Filename: 298-canonical-families.txt Title: Putting family lines in canonical form Author: Nick Mathewson Created: 31-Oct-2018 Status: Open Target: 0.3.6.x
1. Introduction
With ticket #27359, we begin encoding microdescriptor families in memory in a reference-counted form, so that if 10 relays all list the same family, their family only needs to be stored once. For large families, this has the potential to save a lot of RAM -- but only if the families are the same across those relays.
Right now, family lines are often encoded in different ways, and placed into consensuses and microdescriptor lines in whatever format the relay reported.
This proposal describes an algorithm that authorities should use while voting to place families into a canonical format.
This algorithm is forward-compatible, so that new family line formats can be supported in the future.
2. The canonicalizing algorithm
To make a the family listed in a router descriptor canonical:
For all entries of the form $hexid=name or $hexid~name, remove the =name or ~name portion.

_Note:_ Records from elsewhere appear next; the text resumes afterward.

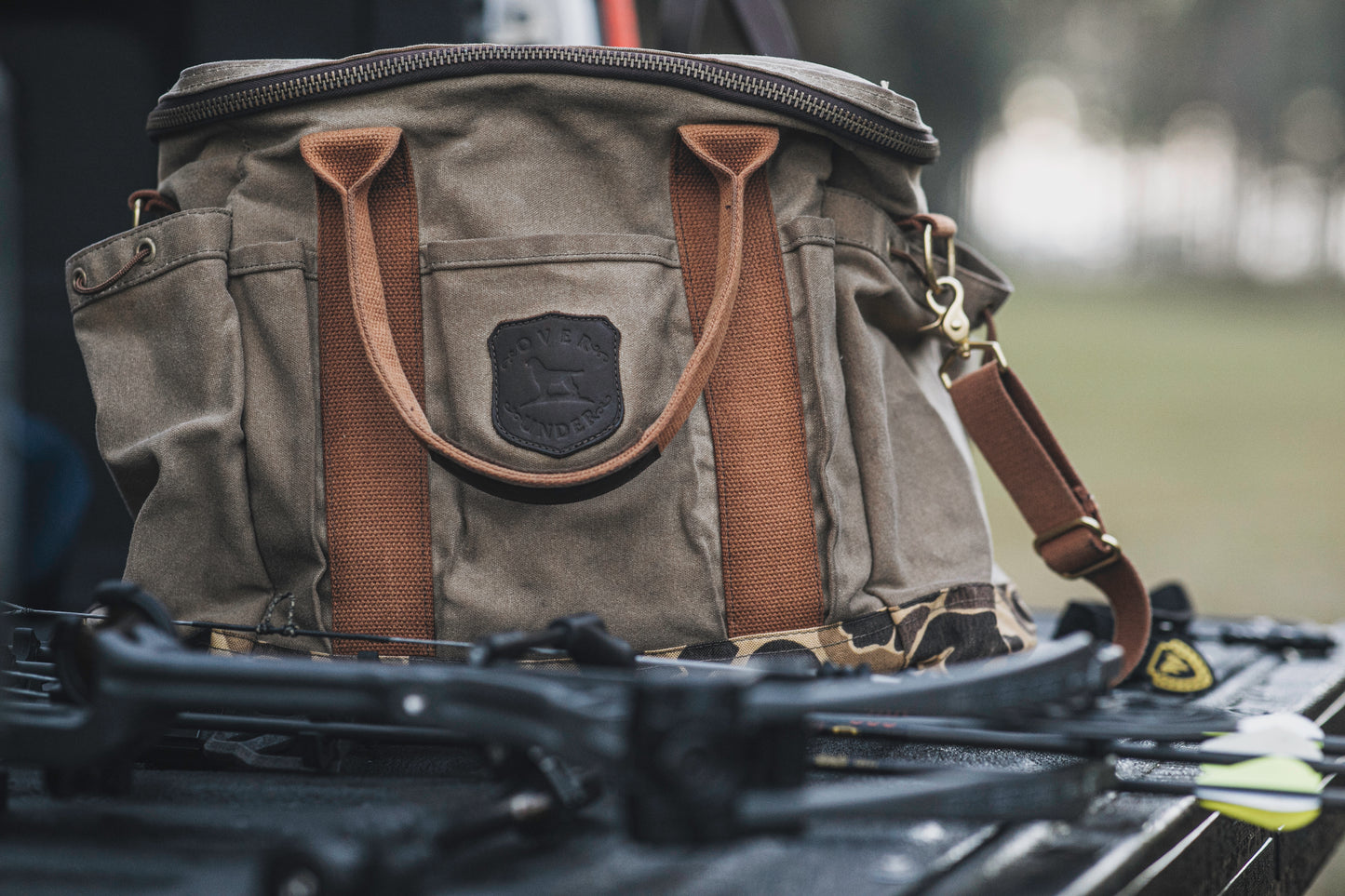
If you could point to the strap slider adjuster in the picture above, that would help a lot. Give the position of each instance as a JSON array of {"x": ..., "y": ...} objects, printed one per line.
[{"x": 1112, "y": 552}]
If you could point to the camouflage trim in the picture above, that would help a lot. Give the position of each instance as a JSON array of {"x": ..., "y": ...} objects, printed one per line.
[{"x": 955, "y": 624}]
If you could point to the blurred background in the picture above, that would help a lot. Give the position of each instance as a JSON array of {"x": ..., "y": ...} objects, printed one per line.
[{"x": 1163, "y": 181}]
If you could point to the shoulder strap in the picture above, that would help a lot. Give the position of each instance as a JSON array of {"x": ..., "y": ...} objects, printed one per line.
[{"x": 1010, "y": 432}]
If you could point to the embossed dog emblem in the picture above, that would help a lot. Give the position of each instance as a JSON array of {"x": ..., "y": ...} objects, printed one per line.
[{"x": 557, "y": 382}]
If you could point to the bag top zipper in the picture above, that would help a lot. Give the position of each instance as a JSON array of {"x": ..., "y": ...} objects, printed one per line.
[{"x": 830, "y": 99}]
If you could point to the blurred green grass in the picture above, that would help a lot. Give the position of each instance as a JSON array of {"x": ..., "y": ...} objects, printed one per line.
[{"x": 1209, "y": 421}]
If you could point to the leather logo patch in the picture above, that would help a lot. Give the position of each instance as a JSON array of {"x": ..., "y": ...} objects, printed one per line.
[{"x": 557, "y": 382}]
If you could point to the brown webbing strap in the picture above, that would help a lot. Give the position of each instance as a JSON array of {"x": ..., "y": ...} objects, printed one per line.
[
  {"x": 374, "y": 471},
  {"x": 771, "y": 572},
  {"x": 1015, "y": 441}
]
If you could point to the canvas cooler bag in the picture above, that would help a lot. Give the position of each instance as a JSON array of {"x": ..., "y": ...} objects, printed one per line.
[{"x": 452, "y": 340}]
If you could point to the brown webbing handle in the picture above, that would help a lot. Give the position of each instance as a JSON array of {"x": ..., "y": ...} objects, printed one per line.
[
  {"x": 731, "y": 153},
  {"x": 1010, "y": 432}
]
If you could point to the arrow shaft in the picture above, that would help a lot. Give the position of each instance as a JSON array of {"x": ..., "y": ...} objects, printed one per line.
[{"x": 892, "y": 728}]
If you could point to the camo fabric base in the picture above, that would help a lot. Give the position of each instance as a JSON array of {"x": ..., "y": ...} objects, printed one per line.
[{"x": 955, "y": 624}]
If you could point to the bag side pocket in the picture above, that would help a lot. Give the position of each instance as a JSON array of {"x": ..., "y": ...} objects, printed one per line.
[
  {"x": 163, "y": 353},
  {"x": 809, "y": 253}
]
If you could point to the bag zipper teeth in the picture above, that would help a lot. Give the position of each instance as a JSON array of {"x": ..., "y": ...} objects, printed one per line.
[{"x": 810, "y": 104}]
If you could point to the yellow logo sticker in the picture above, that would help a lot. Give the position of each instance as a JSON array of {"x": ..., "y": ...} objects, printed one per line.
[{"x": 1176, "y": 666}]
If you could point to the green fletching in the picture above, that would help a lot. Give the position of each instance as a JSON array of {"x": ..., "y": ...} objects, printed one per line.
[{"x": 1271, "y": 811}]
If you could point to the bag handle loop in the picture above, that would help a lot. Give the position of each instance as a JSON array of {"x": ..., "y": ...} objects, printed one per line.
[{"x": 348, "y": 160}]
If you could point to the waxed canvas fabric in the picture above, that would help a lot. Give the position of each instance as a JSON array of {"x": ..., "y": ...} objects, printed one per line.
[{"x": 537, "y": 193}]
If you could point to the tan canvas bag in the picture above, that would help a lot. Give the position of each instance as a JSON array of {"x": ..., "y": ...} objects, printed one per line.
[{"x": 450, "y": 340}]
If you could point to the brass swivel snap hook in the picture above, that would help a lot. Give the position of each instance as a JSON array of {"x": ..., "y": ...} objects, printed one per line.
[{"x": 952, "y": 322}]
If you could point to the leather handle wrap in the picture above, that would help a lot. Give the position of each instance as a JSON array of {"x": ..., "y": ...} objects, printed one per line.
[
  {"x": 347, "y": 160},
  {"x": 1003, "y": 421}
]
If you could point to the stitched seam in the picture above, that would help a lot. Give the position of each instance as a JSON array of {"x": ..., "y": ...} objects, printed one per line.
[
  {"x": 150, "y": 274},
  {"x": 809, "y": 240},
  {"x": 266, "y": 265},
  {"x": 502, "y": 261}
]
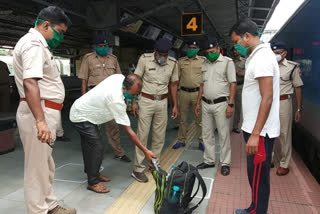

Remove all entries of the form $hexid, where hexid is not 40 hexadecimal characters long.
If an entry is a valid nickname, put it into lower case.
If an entry is a valid $hexid, put it into upper case.
If there are any entries, add a single $hexid entry for the relay in question, so that it is a member of its own family.
Sort all entries in lexical order.
Remove duplicate entries.
Note that if an entry is not of the form "nickname", "$hexid", "$hexid=nickname" or "$hexid~nickname", then it will be unchanged: this is what makes the algorithm forward-compatible.
3. When to apply this algorithm
We allocate a new consensus method number. When building a consensus using this method or later, before encoding a family entry into a microdescriptor, the authorities should apply the algorithm above.
Relay MAY apply this algorithm to their own families before publishing them. Unlike authorities, relays SHOULD warn about unrecognized family items.